U.S.
Concerns and challenges raised in the past few years by lawmakers, enforcers, and private plaintiffs about algorithmic pricing, particularly where algorithms are based on pooled competitor data, began to bear fruit in 2025 through significant court decisions, litigation activity, and legislation. These developments revealed fault lines between state and federal authorities, setting the stage for conflict between increasingly independent state competition regulation and the Trump administration’s aggressive press for a deregulatory national AI policy, discussed further in our AI Industry Preview. Notwithstanding this broader uncertainty, resolutions and decisions reached in certain real estate algorithmic pricing cases may provide a basis for enforcers and plaintiffs to extend their logic to algorithms that influence competitive decision-making in other domains.
Legal scrutiny of algorithmic pricing and shared-data algorithms was kickstarted by a 2022 report on RealPage’s rental price management software and has continued to center on both RealPage specifically and the real estate sector more generally. Classes of private plaintiffs fired the first shots, and their suits were consolidated into multidistrict legislation in the Middle District of Tennessee in September 2023.[1] State attorneys general moved first among enforcers, with the District of Columbia filing in November 2023 and Arizona filing in February 2024—both in state court. Both suits remain active, without any major rulings having been issued.
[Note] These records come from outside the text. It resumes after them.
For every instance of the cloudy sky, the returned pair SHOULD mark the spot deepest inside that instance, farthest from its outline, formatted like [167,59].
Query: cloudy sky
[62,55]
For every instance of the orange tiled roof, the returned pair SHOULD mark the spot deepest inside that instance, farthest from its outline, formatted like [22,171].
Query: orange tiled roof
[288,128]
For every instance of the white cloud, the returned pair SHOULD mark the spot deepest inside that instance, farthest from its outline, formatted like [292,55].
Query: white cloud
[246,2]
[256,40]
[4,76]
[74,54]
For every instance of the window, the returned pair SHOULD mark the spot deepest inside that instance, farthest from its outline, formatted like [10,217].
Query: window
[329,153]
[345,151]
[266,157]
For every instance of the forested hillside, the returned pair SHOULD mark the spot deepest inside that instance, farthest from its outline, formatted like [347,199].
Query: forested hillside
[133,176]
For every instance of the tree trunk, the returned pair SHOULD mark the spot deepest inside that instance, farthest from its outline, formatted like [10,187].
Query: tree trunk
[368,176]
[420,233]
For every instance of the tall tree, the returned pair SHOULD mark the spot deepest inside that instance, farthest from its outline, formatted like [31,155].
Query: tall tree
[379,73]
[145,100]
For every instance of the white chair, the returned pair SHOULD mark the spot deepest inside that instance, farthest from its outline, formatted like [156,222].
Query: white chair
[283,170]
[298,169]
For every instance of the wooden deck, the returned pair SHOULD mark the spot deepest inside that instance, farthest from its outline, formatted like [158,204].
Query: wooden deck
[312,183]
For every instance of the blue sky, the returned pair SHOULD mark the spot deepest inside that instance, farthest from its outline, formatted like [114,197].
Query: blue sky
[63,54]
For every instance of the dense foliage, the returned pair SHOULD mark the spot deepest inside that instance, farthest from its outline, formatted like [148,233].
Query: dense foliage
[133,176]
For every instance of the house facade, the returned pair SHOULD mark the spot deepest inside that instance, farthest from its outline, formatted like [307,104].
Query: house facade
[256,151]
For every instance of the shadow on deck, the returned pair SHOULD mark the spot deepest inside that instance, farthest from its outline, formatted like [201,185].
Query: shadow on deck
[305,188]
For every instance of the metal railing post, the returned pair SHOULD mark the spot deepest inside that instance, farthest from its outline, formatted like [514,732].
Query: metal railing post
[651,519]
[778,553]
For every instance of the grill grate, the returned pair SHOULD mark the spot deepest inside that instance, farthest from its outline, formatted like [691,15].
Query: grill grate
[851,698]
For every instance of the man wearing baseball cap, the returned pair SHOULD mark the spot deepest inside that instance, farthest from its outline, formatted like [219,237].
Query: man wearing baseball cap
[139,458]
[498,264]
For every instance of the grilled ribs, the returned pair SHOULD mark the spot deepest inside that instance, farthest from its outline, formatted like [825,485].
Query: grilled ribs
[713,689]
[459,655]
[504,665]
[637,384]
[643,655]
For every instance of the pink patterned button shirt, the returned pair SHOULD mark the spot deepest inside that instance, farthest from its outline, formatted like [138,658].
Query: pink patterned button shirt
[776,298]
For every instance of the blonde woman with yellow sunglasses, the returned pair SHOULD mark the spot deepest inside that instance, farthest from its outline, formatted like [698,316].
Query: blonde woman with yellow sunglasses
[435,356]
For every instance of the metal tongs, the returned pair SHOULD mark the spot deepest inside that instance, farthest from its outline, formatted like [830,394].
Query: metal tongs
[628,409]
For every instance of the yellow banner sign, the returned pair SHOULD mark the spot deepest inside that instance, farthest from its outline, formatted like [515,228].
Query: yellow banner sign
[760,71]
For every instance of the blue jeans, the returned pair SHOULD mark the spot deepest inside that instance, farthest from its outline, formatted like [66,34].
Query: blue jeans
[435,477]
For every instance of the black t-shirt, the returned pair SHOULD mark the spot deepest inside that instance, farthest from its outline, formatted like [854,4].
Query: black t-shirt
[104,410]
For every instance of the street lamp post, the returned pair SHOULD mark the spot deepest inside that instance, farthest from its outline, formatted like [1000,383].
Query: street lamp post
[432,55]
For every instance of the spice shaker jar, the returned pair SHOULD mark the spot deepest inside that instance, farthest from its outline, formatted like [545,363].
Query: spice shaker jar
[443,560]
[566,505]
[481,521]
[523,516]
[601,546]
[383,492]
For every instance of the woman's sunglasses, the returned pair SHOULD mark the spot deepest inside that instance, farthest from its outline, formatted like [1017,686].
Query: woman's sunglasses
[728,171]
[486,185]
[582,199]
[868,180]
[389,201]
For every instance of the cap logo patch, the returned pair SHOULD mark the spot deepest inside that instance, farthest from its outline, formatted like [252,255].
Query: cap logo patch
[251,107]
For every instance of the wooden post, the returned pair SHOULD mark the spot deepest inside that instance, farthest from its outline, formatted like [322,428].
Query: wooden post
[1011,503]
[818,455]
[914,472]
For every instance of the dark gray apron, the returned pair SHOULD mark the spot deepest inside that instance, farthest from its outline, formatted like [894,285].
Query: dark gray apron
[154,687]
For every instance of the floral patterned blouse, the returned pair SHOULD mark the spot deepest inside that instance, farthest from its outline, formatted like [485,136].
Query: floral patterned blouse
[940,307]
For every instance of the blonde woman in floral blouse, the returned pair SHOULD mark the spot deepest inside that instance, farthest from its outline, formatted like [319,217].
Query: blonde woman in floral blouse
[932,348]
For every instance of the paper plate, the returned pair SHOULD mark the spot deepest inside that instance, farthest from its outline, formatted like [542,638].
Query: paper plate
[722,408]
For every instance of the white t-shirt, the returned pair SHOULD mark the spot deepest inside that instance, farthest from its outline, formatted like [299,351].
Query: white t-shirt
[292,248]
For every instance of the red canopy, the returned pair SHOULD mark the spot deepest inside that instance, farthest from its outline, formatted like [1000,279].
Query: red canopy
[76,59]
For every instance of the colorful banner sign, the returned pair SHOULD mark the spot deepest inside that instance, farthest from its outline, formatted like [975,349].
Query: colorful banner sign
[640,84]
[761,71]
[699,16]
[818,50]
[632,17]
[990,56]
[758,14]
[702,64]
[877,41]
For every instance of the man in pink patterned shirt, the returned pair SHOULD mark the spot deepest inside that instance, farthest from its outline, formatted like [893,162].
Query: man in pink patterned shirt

The U.S. Department of Justice (DOJ) filed its own suit under the Biden administration in August 2024, joined by nine state attorneys general. The DOJ shortly thereafter closed a parallel criminal investigation into RealPage without taking any action. The DOJ complaint alleged that RealPage pooled nonpublic competitively sensitive transactional data from its customers to create recommendation algorithms, including an AI model, and induced customers to accept pricing recommendations. The complaint notes RealPage statements that its tools were intended to support higher pricing across the industry as a whole.
Given the Trump administration’s strong stance on promoting the development and use of AI technologies by American businesses, there was some question as to whether the DOJ’s case against RealPage would continue. The Trump administration’s DOJ did not withdraw the case, but settlements with Greystar and Cortland in separate cases alleging collusion via RealPage software suggested it may have been seeking to settle with RealPage as well.
Indeed, a proposed settlement was announced in November 2025. The settlement, in broad terms, limits RealPage’s ability to collect certain kinds of data, with different limits set for AI model training versus runtime operation, restricts the granularity of recommendations RealPage can provide, and prevents RealPage from inducing recommendation compliance or suppressing recommendations to lower price. The structure and limits of the settlement provide guidance on how federal enforcers will evaluate shared-data algorithms and AI models going forward. However, the state plaintiffs did not join the proposed settlement and have not yet announced a course of action.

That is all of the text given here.